Softbank is bidding £17 per share for ARM, an offer that management of the chip design company has quickly accepted. ARM closed in London at £16.61 yesterday, after trading as high as £17.52 in the initial moments of Monday trading–the first time the London market was open after the bid announcement.
What is the price of ARM telling us?
Let’s make the (reasonable, in my opinion) assumption that the price of ARM is now being determined by the activity of merger and acquisition specialists, many of whom work in companies mainly, or wholly, devoted to this sort of analysis.
These specialists will consider three factors in figuring out what they’re willing to pay for ARM:
–the time they think it will take until the takeover is completed (let’s say, three months),
–the cost of borrowing money to buy ARM shares (2% per year?) and
–the return they expect to make from holding the shares and delivering them to Softbank.
They’ll buy if the return is high enough.

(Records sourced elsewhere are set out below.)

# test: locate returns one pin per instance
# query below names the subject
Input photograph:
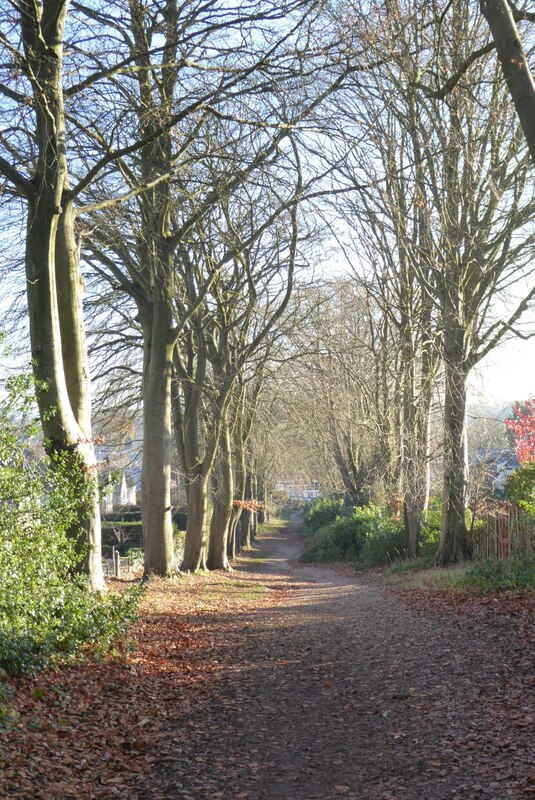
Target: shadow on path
(331, 687)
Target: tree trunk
(54, 282)
(222, 513)
(196, 534)
(454, 538)
(514, 64)
(156, 467)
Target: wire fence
(502, 530)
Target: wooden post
(116, 563)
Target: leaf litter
(282, 681)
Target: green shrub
(179, 543)
(430, 532)
(384, 543)
(496, 573)
(323, 512)
(520, 486)
(367, 536)
(341, 540)
(46, 608)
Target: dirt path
(339, 689)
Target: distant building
(117, 488)
(299, 491)
(495, 465)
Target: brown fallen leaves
(95, 729)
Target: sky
(507, 374)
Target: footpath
(340, 690)
(280, 681)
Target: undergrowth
(46, 608)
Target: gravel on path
(339, 689)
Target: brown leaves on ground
(281, 681)
(95, 729)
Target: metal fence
(117, 565)
(502, 530)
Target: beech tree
(474, 188)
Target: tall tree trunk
(156, 468)
(54, 282)
(222, 499)
(196, 528)
(454, 538)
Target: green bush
(385, 541)
(520, 486)
(339, 541)
(367, 536)
(430, 532)
(46, 608)
(496, 573)
(179, 543)
(323, 512)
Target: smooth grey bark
(54, 282)
(159, 343)
(514, 64)
(454, 546)
(222, 503)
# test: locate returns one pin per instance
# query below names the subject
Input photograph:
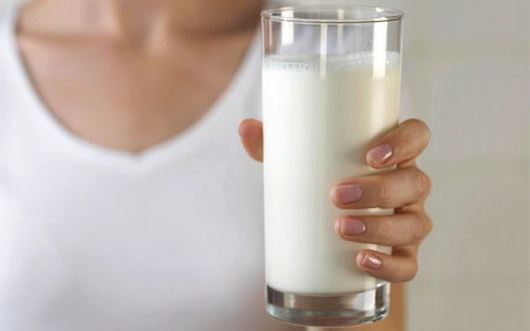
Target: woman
(126, 202)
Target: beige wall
(467, 68)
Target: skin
(127, 75)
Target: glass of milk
(331, 84)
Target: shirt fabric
(96, 239)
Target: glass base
(330, 310)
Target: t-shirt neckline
(177, 146)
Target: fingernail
(369, 261)
(379, 155)
(352, 226)
(347, 193)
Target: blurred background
(467, 73)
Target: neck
(139, 21)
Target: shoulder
(9, 69)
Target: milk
(319, 116)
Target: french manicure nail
(352, 226)
(347, 193)
(380, 154)
(370, 261)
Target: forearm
(394, 322)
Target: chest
(124, 98)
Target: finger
(391, 230)
(403, 143)
(390, 189)
(401, 266)
(251, 133)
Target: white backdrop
(467, 68)
(467, 71)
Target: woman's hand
(404, 188)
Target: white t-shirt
(94, 239)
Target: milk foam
(317, 127)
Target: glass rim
(384, 14)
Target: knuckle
(420, 229)
(384, 196)
(423, 183)
(428, 225)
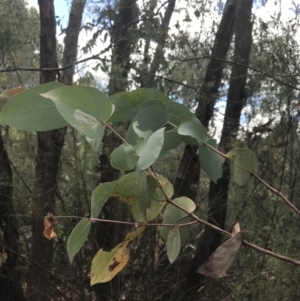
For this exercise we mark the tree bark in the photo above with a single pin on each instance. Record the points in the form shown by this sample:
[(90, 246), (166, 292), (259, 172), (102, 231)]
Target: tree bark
[(71, 40), (188, 173), (10, 275), (161, 41), (108, 235), (123, 47), (49, 144), (236, 98)]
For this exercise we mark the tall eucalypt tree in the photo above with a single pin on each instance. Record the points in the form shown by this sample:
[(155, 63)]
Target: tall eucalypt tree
[(156, 125)]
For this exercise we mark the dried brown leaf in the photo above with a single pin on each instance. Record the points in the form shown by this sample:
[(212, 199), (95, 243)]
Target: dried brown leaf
[(49, 226), (220, 261)]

They’ll stay on the sidelines otherwise.
Suppose they think that without any doubt the Softbank bid for ARM is going to succeed–that no other bidder is going to emerge and that the takeover is going to encounter no regulatory problems (either delays or outright vetoing the combination). In this case, the calculation is straightforward. The only real question is the return the arbitrageur is willing to accept.

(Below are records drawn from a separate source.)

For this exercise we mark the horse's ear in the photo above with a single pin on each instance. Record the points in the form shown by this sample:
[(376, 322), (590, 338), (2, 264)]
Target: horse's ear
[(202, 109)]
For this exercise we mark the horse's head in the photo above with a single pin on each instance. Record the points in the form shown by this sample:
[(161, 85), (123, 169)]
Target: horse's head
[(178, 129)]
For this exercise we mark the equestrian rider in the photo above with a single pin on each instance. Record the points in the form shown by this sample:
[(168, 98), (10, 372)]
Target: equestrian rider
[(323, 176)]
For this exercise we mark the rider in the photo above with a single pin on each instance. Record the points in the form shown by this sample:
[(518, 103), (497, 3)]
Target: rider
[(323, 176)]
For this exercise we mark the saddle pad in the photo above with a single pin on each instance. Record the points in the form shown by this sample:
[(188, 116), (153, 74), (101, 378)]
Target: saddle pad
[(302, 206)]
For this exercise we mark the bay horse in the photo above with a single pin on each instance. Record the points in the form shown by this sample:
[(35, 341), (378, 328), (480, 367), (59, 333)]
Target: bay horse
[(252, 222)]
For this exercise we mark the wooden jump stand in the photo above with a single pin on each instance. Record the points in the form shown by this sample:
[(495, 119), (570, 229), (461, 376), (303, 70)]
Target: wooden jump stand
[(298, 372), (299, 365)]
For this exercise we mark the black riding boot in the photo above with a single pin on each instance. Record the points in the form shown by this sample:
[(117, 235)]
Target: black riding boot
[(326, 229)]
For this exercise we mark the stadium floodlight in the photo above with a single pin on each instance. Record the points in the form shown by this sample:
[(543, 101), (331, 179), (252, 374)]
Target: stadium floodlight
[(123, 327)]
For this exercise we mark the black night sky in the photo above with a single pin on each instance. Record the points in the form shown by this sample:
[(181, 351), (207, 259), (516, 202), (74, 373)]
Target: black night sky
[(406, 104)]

I haven’t been closely involved in this business for years. Although I know the chain of reasoning that goes into determining a potential buy point, I no longer know the minimum an arbitrageur considers an acceptable. If it were me, 10% would be the least I’d accept if I thought there were any risk; 5% might be my lower limit even if I saw clear sailing ahead. If nothing else, I’m tying up borrowing power that I might be able to use more profitably elsewhere.
Let’s now look at the ARM price.
At £16.61, ARM is trading at a 2.3% discount to the offer price. An arbitrageur who can borrow at 0.5% for three months stands to make a 1.8% return by buying ARM now. Ugh! The only way to make an acceptable return, if the assumptions I’ve outlined above are correct, is to leverage yourself to the sky.

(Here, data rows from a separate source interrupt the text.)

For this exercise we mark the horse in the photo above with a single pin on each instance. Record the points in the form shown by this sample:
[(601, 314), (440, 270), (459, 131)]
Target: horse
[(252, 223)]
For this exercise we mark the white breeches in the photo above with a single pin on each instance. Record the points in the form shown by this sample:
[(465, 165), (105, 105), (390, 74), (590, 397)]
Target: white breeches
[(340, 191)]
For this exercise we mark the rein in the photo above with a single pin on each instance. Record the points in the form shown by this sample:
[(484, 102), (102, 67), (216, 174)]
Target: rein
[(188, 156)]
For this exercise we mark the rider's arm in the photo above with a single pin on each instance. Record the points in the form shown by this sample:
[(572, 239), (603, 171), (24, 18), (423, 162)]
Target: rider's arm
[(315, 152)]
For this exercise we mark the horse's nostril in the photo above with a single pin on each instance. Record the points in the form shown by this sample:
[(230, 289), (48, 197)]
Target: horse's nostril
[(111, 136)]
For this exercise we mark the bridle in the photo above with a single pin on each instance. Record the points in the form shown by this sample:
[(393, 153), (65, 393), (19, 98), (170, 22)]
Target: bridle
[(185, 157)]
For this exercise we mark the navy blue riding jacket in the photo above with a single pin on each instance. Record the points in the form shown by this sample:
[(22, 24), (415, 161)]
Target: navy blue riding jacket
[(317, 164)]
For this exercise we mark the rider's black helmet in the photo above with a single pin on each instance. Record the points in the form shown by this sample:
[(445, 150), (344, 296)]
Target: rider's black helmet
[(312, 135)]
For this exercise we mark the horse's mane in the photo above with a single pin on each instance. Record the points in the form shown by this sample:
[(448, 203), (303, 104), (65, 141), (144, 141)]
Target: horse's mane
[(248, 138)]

From this analysis, I conclude two things:
–the market is not worrying about any regulatory impediments to the speedy conclusion of the union. Quite the opposite. Otherwise, someone would be shorting ARM.
–buyers seem to me to be speculating in a very mild way that a higher bid will emerge. If they had strong confidence in another suitor coming forward, the stock would be trading above £17. If they were 100% convinced that there would be no new offer, I think the stock would be trading closer to £16.25, a point which would represent an annualized 20% return to a purchaser using borrowed money.